LG電子が2年あまりのこだわりの末にオーストリアの自動車照明企業ZKW社を買収し、熱かった交渉過程が注目を集めている。投資銀行業界によると、ZKWは日本のパナソニックと韓国のLG電子をめぐって比較検討するよりも、そうそうにLG電子を最適の引受者として指名したことが分かった。今回の契約に精通した業界関係者は、「ZKWが交渉過程で集中的に見た基準は、まさに買収候補企業のグローバルネットワークだった」とし、「ZKWはより優れたグローバルネットワークを持つ候補者が、ZKWを世界的な企業に育ててくれることを願った」とした。
全大陸にわたって販売網を持つLG電子が、パナソニックよりもはるかに有利な立場で交渉したというわけだ。ここではZKWを支配している所有者ウルリッヒ・モマート(Ulrich Mommert)氏のユニークな経営哲学も一役買った。通常、ヨーロッパの伝統的な家族企業は徹底した現場実習を通じ、経営能力が確認された子孫に事業を継承する。
一方、ウルリッヒ・モマート所有者は「企業の持続可能性を高めてくれる適任者がいる場合は、いつでも喜んで売却できる」という立場を示してきたと伝えられた。

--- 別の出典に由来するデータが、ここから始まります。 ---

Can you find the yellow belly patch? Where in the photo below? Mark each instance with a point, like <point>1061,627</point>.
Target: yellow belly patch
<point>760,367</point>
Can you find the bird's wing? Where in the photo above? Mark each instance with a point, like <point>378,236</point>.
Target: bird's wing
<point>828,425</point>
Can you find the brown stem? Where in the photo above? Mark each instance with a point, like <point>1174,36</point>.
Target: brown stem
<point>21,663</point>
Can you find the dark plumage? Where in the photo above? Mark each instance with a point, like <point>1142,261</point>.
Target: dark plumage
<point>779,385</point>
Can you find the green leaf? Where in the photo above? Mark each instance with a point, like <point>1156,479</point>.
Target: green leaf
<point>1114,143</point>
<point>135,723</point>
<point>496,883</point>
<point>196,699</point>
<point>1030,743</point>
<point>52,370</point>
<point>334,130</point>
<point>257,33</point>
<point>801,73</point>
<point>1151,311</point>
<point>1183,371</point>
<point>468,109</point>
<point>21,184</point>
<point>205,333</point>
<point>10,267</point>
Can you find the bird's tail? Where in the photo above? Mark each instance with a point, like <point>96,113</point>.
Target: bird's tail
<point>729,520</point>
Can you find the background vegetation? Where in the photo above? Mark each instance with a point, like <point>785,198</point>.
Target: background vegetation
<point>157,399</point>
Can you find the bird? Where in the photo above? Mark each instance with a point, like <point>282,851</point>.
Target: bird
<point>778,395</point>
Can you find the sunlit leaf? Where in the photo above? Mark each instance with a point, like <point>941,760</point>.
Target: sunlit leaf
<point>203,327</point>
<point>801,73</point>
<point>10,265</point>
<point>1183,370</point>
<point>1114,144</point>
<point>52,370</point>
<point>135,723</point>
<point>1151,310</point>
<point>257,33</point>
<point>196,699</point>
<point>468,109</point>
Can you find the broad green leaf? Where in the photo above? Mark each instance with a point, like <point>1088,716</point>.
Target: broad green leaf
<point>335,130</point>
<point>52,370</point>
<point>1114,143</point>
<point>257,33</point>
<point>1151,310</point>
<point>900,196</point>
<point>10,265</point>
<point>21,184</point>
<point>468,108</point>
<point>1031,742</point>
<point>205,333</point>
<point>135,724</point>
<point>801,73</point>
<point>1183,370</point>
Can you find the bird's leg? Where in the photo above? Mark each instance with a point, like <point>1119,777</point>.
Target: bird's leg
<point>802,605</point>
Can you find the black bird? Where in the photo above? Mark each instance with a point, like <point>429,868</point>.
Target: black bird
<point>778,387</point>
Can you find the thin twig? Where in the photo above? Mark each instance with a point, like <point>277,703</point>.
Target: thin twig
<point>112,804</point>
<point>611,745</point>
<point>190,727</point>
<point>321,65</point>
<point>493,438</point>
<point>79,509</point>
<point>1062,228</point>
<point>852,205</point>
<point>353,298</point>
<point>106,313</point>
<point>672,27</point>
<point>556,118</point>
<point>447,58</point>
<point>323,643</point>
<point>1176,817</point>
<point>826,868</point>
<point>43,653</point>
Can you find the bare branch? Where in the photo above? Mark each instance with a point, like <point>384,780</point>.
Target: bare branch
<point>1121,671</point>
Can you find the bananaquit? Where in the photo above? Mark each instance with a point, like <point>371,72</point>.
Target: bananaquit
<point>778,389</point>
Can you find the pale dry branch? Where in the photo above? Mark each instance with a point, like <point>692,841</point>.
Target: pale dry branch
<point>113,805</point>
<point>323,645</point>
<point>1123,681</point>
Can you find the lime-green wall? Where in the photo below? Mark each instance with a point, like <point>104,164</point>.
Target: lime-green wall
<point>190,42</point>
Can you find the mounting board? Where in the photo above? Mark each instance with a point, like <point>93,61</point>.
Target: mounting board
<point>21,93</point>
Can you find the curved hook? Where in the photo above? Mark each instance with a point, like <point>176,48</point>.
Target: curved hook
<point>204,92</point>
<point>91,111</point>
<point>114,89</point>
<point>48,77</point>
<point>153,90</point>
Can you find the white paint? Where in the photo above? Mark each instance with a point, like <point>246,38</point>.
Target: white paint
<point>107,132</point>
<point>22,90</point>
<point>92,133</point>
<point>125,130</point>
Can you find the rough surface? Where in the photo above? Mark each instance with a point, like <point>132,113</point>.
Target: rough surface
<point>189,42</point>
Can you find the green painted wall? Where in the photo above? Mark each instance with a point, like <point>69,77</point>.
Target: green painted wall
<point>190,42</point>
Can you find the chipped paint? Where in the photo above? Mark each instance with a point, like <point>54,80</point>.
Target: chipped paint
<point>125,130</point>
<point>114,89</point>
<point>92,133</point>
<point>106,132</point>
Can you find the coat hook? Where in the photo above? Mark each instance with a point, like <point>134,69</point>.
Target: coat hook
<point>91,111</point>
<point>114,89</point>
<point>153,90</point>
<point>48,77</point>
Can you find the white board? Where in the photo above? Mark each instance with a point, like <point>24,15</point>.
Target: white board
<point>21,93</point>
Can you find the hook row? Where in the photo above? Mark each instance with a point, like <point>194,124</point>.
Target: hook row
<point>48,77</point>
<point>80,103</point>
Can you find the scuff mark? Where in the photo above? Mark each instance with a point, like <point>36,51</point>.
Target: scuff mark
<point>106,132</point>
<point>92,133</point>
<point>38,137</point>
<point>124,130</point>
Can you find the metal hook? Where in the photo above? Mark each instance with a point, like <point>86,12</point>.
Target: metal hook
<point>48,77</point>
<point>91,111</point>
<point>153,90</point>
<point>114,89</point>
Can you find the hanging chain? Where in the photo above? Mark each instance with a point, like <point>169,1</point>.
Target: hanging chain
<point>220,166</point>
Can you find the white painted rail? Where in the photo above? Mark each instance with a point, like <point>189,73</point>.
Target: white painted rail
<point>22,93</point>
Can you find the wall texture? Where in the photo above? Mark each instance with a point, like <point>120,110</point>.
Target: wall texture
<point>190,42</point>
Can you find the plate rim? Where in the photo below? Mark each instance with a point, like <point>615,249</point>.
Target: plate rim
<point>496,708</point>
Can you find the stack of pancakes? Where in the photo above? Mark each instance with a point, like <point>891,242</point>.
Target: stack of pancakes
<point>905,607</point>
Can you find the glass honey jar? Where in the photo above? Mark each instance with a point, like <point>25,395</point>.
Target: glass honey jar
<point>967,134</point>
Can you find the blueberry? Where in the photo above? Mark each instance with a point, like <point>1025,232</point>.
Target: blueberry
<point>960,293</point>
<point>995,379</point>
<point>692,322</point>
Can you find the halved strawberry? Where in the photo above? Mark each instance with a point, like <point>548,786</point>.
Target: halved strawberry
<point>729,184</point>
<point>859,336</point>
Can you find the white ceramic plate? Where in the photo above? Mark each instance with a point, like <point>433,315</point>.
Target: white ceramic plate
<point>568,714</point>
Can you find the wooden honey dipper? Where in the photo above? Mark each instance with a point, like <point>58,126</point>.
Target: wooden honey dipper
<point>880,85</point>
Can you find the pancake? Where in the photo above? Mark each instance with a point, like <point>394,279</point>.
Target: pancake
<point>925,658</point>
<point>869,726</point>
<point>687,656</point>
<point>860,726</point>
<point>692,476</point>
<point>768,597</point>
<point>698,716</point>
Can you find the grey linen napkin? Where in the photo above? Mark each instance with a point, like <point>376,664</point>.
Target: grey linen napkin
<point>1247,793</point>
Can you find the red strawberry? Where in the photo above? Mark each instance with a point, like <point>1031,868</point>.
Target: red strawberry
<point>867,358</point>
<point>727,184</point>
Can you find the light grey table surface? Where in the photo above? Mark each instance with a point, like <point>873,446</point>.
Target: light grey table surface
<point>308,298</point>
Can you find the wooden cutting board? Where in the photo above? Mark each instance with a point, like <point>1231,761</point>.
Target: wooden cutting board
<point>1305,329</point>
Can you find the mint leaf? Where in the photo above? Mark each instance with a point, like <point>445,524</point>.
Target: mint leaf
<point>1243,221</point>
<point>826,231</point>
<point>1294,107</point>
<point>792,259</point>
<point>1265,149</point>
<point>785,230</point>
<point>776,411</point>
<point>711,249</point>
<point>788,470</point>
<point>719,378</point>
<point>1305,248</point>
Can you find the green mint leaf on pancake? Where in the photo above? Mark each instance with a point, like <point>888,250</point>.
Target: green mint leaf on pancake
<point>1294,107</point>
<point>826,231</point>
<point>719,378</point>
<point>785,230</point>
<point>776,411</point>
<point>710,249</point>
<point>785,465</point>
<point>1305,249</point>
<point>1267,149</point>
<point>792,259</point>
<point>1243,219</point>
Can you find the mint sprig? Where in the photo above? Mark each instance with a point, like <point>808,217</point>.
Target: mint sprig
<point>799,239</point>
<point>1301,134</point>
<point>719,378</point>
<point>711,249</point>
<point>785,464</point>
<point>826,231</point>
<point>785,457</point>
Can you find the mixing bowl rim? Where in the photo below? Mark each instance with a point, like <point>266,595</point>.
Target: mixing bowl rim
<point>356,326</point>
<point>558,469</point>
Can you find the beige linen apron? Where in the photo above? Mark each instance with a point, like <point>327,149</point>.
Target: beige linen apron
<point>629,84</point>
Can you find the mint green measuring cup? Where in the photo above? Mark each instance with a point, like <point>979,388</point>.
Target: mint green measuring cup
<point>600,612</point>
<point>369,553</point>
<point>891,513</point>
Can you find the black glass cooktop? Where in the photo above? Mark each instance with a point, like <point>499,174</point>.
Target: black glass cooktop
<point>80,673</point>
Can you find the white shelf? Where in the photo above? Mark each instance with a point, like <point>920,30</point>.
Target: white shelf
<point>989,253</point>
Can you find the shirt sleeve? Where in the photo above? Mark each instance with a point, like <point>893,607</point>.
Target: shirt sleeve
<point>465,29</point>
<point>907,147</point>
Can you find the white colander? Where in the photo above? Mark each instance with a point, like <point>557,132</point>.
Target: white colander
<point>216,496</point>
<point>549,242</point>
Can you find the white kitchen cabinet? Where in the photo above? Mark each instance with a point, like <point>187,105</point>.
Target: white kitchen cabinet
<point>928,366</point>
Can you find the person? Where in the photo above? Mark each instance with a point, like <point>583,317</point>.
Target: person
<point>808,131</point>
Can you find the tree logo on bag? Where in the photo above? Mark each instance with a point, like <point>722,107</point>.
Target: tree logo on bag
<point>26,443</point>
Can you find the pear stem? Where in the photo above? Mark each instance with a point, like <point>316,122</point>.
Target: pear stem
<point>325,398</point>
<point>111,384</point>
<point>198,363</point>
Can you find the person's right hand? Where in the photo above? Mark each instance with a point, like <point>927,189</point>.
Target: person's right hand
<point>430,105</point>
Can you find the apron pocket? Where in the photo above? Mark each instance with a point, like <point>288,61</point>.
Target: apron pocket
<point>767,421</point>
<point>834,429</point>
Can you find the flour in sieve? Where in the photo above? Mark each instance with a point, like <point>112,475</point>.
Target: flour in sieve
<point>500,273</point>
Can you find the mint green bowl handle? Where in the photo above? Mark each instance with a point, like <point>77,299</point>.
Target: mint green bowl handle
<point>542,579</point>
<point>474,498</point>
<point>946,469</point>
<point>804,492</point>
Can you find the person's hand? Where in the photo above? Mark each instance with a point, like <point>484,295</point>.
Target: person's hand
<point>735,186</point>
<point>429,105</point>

業界関係者は、「LG電子と他のグループの主力社がすべて電装事業に参加しており、ZKWと高い相乗効果が保証されている状況だった」とし、「LGグループが韓国社会で模範企業という評判を得ている点も(モマート所有者が)考慮したと聞いている」と付け加えた。これに対してLG電子は、被買収企業の労働者の雇用保障期間を通常の契約より1~2年さらに長い「少なくとも5年以上」に延長して契約に署名した。これに対してLG電子の関係者は、「詳細な契約状況を明らかにすることはできないが、世界的な持続可能企業にZKWを成長させてほしいというモマート家の希望が大きかったのは事実」だとし、「ZKWとLGが蓄積してきた正道経営という経営哲学も、長い呼吸のディールが成果を出すところに役割を果たしたと聞いている」と語った。